Tnfrsf9, also known as CD137 or 4-1BB, is a member of the tumor necrosis factor receptor superfamily. It functions as an activation marker for antigen-specific Tregs and is involved in regulating T-cell activation, proliferation, and differentiation. It can trigger signaling pathways such as the canonical NF-κB pathway, which is crucial for immune responses [1,3].
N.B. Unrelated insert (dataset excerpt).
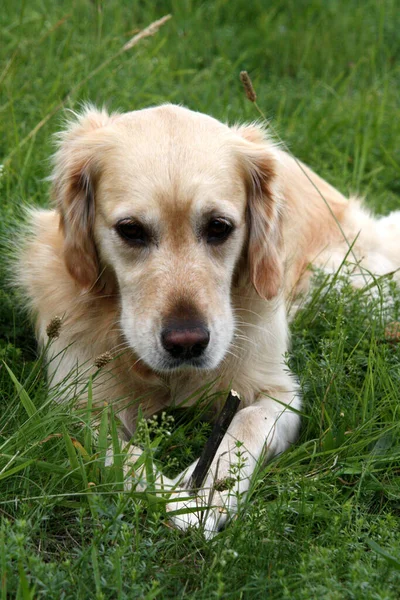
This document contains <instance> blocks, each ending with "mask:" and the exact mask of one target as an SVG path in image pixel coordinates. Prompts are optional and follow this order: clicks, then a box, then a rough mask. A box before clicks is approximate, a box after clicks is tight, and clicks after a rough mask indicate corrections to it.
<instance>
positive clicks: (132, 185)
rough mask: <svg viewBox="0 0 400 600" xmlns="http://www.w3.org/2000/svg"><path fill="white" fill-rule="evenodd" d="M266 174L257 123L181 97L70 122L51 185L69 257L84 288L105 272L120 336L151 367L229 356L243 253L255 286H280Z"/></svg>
mask: <svg viewBox="0 0 400 600" xmlns="http://www.w3.org/2000/svg"><path fill="white" fill-rule="evenodd" d="M246 138H247V139H246ZM274 176H275V165H274V158H273V148H272V146H268V145H267V144H266V142H264V141H263V140H262V139H261V133H260V132H259V131H258V130H257V129H255V128H247V129H230V128H229V127H227V126H225V125H223V124H221V123H219V122H218V121H216V120H214V119H212V118H210V117H207V116H205V115H201V114H199V113H193V112H191V111H188V110H187V109H184V108H180V107H175V106H162V107H159V108H154V109H147V110H143V111H137V112H132V113H127V114H125V115H119V116H108V115H106V114H105V113H104V112H103V113H98V112H93V111H88V112H87V113H86V115H84V116H83V117H81V118H80V120H79V122H78V123H77V124H75V125H74V126H73V127H71V128H70V129H69V130H68V131H67V132H66V134H65V136H64V140H63V141H62V143H61V145H60V150H59V151H58V153H57V155H56V168H55V173H54V186H55V195H56V198H57V201H58V205H59V207H60V211H61V216H62V225H63V229H64V235H65V247H64V257H65V261H66V264H67V267H68V269H69V271H70V273H71V275H72V276H73V277H74V278H75V279H76V281H77V283H78V284H80V285H81V286H82V287H84V288H86V289H89V290H90V292H89V293H99V292H96V288H98V287H99V286H98V285H97V284H98V282H99V281H101V279H102V278H103V277H104V276H105V275H104V274H105V273H107V272H108V273H109V272H111V273H113V277H114V278H115V280H116V281H117V284H118V289H119V294H120V304H121V318H120V324H121V328H122V331H123V334H124V336H125V338H126V340H127V341H128V343H129V345H130V346H131V348H132V349H133V350H134V352H135V353H136V354H137V356H138V357H139V358H140V359H141V360H143V361H144V362H145V363H146V364H147V365H148V366H149V367H151V368H152V369H153V370H156V371H168V370H172V369H179V368H187V367H192V368H193V367H197V368H203V369H213V368H215V367H216V366H217V365H218V364H219V363H220V362H221V361H222V359H223V358H224V357H225V356H226V355H227V353H228V352H229V346H230V344H231V342H232V337H233V332H234V317H233V312H232V307H231V291H232V285H233V280H234V276H235V271H236V270H237V269H238V268H239V267H238V265H239V263H240V264H242V263H243V262H245V263H246V265H247V266H246V269H247V270H248V272H249V277H248V280H249V281H252V282H253V284H254V286H255V288H256V289H257V291H258V292H259V294H260V295H262V296H264V297H265V298H271V297H273V296H274V295H275V294H276V293H277V291H278V288H279V284H280V269H281V267H280V262H279V214H278V202H277V199H276V192H275V190H274V186H275V185H276V181H275V180H276V178H275V177H274Z"/></svg>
In non-small-cell lung cancer, the bimodal distribution of TNFRSF9 within tumor regulatory T cells was observed, and the gene signature of activated tumor Tregs including TNFRSF9 correlated with poor prognosis in lung adenocarcinoma [1].

In breast cancer, TNFRSF9 suppresses the progression of breast cancer via the p38MAPK/PAX6 signaling pathway. Knockdown of TNFRSF9 promotes breast cancer cell development, and it is found that TNFRSF9 regulates the phosphorylation of p38, thus affecting PAX6 expression [2].

In thyroid cancer, high TNFRSF9 expression correlated with worsened progression-free interval and the GBM Pathomics model based on pathohistological features could predict TNFRSF9 expression [4].

In conclusion, Tnfrsf9 plays a significant role in cancer-related immune regulation and tumor progression. Its study in various cancer models has provided insights into disease mechanisms, highlighting its potential as a target for immunotherapy in lung, breast, and thyroid cancers.